By: Staff Writers | Published: May 20th, 2010
Pfizer Inc. has agreed to settle a Neurontin wrongful death lawsuit brought by the family of a minister who allegedly committed suicide due to side effects of the epilepsy medication, which is often used off-label to control pain and mood swings.
The lawsuit was brought by the family of Richard Smith, a retired Church of Christ minister from Nashville, Tennessee, who committed suicide in May 2004 after being prescribed the drug to treat chronic pain following neck and back surgeries. While Pfizer alleged Smith killed himself due to the intense pain and depression, the family says that the side effect of Neurontin on his mind made him contemplate and carry out suicide.
Neurontin (gabapentin) is an epilepsy medication approved by the FDA in 1983, which generated $387 million in sales for Pfizer in 2008.
There are currently about 1,200 Neurontin lawsuits pending against Pfizer, most of which have been brought by plaintiffs who say that Neurontin increased the risk of suicide. In 2008, the FDA required Neurontin and similar epilepsy drugs to begin carrying label warnings alerting users to the risk of suicidal thoughts. All federal lawsuits over Neurontin have been consolidated before U.S. District Judge Patti B. Saris.
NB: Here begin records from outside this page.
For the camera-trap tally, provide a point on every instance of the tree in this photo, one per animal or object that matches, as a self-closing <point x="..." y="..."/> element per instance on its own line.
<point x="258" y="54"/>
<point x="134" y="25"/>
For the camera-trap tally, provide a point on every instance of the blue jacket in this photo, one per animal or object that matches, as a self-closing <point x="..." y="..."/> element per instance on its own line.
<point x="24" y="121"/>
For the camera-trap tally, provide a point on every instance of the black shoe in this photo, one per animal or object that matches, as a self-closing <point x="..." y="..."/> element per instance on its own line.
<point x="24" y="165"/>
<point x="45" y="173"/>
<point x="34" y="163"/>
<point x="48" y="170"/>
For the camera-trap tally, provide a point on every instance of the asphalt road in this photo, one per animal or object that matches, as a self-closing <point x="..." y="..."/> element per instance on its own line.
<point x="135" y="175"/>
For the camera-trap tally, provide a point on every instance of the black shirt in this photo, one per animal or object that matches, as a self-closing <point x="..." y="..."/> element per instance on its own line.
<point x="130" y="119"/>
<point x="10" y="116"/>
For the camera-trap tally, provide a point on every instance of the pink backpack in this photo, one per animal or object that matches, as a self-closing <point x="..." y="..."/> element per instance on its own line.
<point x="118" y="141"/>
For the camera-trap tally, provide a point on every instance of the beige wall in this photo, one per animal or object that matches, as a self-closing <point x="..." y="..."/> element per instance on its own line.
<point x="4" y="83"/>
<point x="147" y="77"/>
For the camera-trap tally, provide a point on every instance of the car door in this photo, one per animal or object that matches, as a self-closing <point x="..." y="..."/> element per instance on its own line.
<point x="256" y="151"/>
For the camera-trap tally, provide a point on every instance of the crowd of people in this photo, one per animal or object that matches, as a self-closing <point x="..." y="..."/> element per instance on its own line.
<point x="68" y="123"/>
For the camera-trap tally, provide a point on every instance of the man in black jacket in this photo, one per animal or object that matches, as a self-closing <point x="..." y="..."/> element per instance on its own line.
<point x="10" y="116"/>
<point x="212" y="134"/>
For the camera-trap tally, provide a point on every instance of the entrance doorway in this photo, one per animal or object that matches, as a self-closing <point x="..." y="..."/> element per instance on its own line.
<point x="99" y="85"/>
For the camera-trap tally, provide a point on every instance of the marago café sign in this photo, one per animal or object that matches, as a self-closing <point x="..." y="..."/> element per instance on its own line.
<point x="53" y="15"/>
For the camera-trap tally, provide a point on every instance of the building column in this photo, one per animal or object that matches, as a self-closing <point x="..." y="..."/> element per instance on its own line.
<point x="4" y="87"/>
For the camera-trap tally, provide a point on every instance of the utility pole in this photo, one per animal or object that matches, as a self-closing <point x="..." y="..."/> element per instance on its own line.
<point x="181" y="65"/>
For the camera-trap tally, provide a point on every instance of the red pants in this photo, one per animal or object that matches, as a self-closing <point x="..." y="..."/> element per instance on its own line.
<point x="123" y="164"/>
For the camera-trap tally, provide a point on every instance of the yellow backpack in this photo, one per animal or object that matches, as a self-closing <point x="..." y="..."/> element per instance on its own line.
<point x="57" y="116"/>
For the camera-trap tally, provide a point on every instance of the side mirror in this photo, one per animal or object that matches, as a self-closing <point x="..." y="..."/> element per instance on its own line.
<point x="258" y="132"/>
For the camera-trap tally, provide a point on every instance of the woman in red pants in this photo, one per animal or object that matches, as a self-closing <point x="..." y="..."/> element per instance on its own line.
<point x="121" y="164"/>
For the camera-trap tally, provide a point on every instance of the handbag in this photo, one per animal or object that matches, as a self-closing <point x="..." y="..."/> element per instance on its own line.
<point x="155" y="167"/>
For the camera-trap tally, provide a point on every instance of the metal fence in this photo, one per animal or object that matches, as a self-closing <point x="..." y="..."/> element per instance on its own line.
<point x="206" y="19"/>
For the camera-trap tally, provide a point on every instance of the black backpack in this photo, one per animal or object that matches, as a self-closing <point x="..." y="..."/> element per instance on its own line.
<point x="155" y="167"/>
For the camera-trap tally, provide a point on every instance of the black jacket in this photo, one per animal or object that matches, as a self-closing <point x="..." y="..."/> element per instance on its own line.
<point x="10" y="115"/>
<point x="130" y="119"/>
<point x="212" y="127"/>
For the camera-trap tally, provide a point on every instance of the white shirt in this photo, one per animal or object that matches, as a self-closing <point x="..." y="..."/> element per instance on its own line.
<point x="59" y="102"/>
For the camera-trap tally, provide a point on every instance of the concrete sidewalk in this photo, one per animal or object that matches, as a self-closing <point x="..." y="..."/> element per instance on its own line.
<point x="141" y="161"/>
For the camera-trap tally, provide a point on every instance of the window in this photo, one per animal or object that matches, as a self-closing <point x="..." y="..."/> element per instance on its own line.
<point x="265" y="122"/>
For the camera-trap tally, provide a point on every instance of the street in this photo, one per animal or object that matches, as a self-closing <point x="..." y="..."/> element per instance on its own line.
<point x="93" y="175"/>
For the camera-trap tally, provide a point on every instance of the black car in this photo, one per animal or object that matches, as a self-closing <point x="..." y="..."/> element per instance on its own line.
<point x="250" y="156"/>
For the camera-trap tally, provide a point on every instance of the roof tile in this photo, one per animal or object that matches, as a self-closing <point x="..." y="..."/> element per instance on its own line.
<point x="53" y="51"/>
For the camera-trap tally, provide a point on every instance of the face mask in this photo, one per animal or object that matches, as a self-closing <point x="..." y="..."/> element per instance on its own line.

While details of the Neurontin settlement between Pfizer and Smith’s family have not been released, it is at least the second Neurontin suicide lawsuit to settle since March, when a Boston jury handed down a $140 million verdict against the company for illegally marketing Neurontin for off-label purposes.
While doctors are free to prescribe drugs for uses not approved by the FDA, manufacturers are prohibited from marketing the drugs for such uses that they have not established are safe and effective.
In 2004, Parke-Davis, a division of Warner-Lambert that was acquired by Pfizer, paid $430 million to the U.S. Justice Department over claims that they were illegally promoting Neurontin for off-label uses, including control of mood swings. Last fall, Pfizer paid the Justice Department $2.3 billion to settle a number of off-label marketing claims, which included its marketing of Neurontin.